Having walked a few hundred feet northward along the Bluff, Charlie reached Hatchet Point and the southern entrance to Cradle Cove. A rickety wooden fence lined the bluff as the edge of land curled inward. The fence was futile as a barrier, but served as reminder of the two hundred foot cliff that dropped off, just a few feet past. Charlie stood motionless with Sandy by his side. The view of the semi-circle shaped cove never got old for him. With Half Moon Island sandwiched between the north and south channels and adding an extra defense against the often violent seas of Talisman Bay, a nearly identical point of land bordered the north channel. Like Hatchet Point, Raven's Head had a lighthouse, but the privately owned and maintained property included neatly manicured lawns, sculpted hedges, and a stone-walled light keeper’s house that had endured the same storms as its’ former cousin to the south, yet looked no worse for wear. Charlie had only been on the property a handful of times in the last few decades, but he didn’t care for it much. He appreciated its’ role as a navigational beacon and warning about the ledges below, but to him, it was not at all emblematic of the Maine lighthouses the coast had become so famous for.
At low tide, the north and south channels leading in from Talisman Bay converged and narrowed to one 50-foot wide dredged thoroughfare that wound its’ way a quarter of mile through vast white sandbars to the inner harbor that opened up like a flower and was dotted with moorings for boats of nearly all sizes. At any time, the inner section of Cradle Cove may was likely the most protected and sheltered refuge on the Maine coast – an oasis, that at high tide, played tricks on those not savvy enough to mind the green and red navigation buoys.
At dead low tide, Cradle Cove resembled a cracked sand dollar and its' pale yellow sand was the inspiration for Sandy's name. And yet as clever as the name would appear, about half of the town's dozen or so commercial properties incorporated the sand dollar theme in one way or another.

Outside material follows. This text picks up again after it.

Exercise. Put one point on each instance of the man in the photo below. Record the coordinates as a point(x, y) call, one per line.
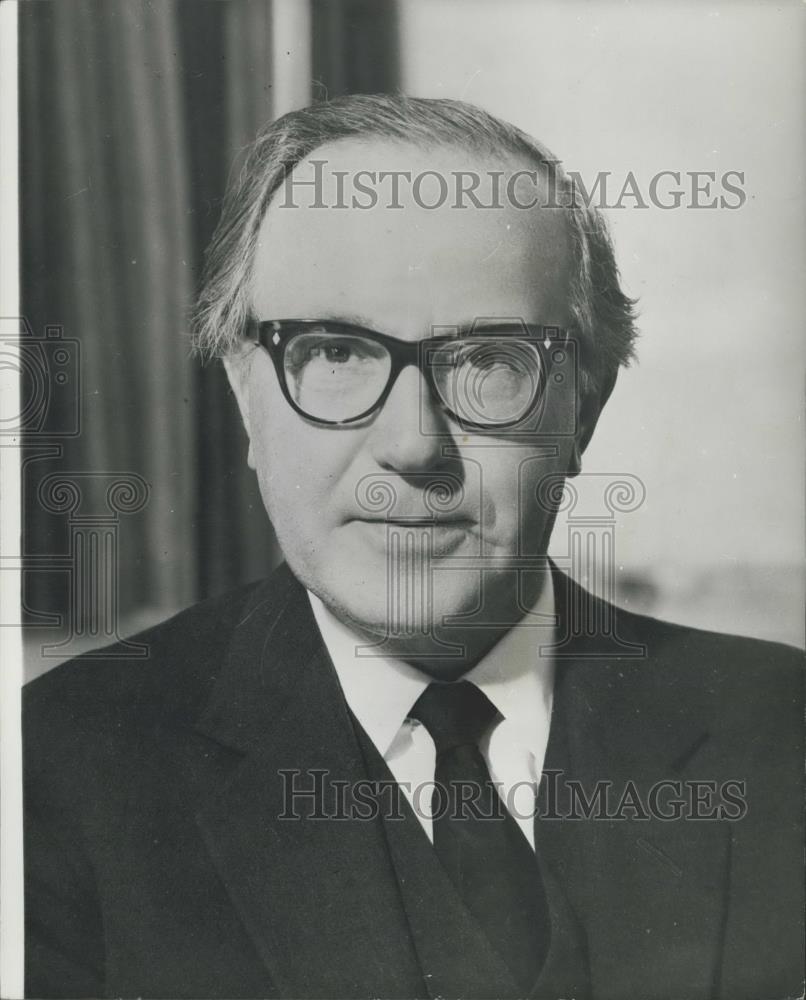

Charlie turned back towards the lighthouse and was about to whistle when Sandy - who was inches from the edge of the cliff - began to bark towards something on the shore below. Fearing a rash action by his dog, who was never one to bark, Charlie began to tug on the retractable leash he had fastened only minutes before. While Sandy typically got free reign to run around without her leash, there were two instances when Charlie made a point to have it fastened - as they walked near the cliffs and in town.
Charlie felt a slight strain as he stooped over to crawl through the rickety old garden wood fence. Holding the leash with one hand and holding on to the log above his head for support, he grimaced in pain. "Damn it, Sandy," he said. "What in God's name has caught your attention?"
Having traveled about three hundred yards downhill and along the rim of the crater-like harbor's rock walls, the cliff walls had tapered from over a hundred feet to barely more than Charlie was tall, but a fall would still have dire consequences to his frail body, and so he carefully inched his way to the edge, slowly dropped to his knees, and peered intently at the ribbon of jagged rocks that separated the cliffs from the massive sand bars. And despite the vastness of the shoreline below, it was mere seconds before Charlie felt a pit in his stomach like he hadn’t felt since he walked among the lost souls on the Korean peninsula.
He’d hoped his eyes were playing tricks on him. Half a century had passed since Charlie Sullinger had seen a dead body and he found himself caught somewhere between disbelief and shock.